Wednesday, June 6, 2012

Reading Rainbow: Train Dreams by Denis Johnson

Having read and loved the classic short story collection Jesus' Son and the collection of reportage Seek: Reports from the Edges of America & Beyond only to be left puzzled as to why Tree of Smoke was awarded the 2007 National Book Award upon finishing that laborious and unrewarding tome, I had no idea what to expect with Train Dreams, a novella that first appeared in print in The Paris Review in 2002 only to not get a proper hardcover release until 2011 when Farrar, Straus and Giroux went to press with it.

Cover art by my possible kinfolk, Thomas Hart Benton
An exceptionally quick and easy read, Train Dreams bore none of the turgidity present in Tree of Smoke, a notable feat given the fact that much of Robert Grainier's life story is told with efficacy and brevity in a scant 116 pages. The book dreamily jumps around episodically through Grainier's life, a day laborer who lives out most of his life in the panhandle of Idaho (some takes place in nearby Washington, as well) as the Pacific Northwest begins its transition from the wild frontier it begins the first half of the Twentieth Century as. Train Dreams is not beholden to a linear narrative. There is a certain logic to it all, of course, and the stories that pertain to his wife and daughter are mostly beholden to a least a loose sense of linear chronology, but Johnson's novella follows a freer path.

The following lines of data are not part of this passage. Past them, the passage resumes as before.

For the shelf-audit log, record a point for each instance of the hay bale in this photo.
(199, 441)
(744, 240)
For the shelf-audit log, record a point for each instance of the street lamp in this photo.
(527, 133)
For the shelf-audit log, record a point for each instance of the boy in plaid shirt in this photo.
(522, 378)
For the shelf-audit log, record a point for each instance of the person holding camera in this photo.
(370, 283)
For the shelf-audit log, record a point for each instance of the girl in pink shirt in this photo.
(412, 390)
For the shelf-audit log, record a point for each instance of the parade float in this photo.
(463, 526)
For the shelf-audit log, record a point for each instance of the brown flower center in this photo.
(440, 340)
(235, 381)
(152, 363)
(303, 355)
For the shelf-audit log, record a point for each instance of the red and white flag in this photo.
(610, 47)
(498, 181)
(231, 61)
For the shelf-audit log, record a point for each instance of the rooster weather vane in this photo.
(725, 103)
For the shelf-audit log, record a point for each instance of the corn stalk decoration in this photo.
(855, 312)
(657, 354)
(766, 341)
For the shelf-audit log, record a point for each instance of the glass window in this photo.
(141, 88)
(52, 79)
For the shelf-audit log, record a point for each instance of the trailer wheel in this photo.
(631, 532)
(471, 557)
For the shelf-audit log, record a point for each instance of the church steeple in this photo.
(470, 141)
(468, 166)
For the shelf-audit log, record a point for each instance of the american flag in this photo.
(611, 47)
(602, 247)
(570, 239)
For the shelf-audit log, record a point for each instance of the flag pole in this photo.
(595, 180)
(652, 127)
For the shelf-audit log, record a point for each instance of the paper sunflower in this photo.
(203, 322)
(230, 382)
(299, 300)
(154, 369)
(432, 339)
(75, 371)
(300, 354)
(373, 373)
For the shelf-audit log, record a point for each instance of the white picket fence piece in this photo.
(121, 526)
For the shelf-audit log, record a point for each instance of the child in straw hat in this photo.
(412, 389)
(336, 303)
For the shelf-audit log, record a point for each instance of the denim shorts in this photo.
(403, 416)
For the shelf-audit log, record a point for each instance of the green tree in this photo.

The story of Robert Grainier  is an interesting one. From his murky beginnings to his relatively brief marriage to his later hermitic life, Grainier's life cast against the raw, wild backdrop of a Pacific Northwest still heavily influenced by the Kootenai's mystical roots that still had hold in the area is fascinating. The hard life he leads, heavily at the mercy of the harsh climes and geography of the region, and the resultant spartan lifestyle the land mandates is perfectly rendered in the lean, direct prose through which his tale is told. While there are tragic elements to Grainier's story, Johnson manages to avoid getting bogged down in tragedy, as in this environment these otherwise tragic events are simply a fact of life and treated as such. Just as everything in Grainier's life had utility, Johnson wastes few words in recounting his life, and its effectiveness without approaching being affected is astonishing.

For those wondering where this week's Wordy Old Men on Downton Abbey is, we hope to have that up tomorrow. There have been computer issues that have held it up. As for yesterday's contentlessness, I apologize. I've come down with something, and I passed out really early Monday night. I wish I were dead right now.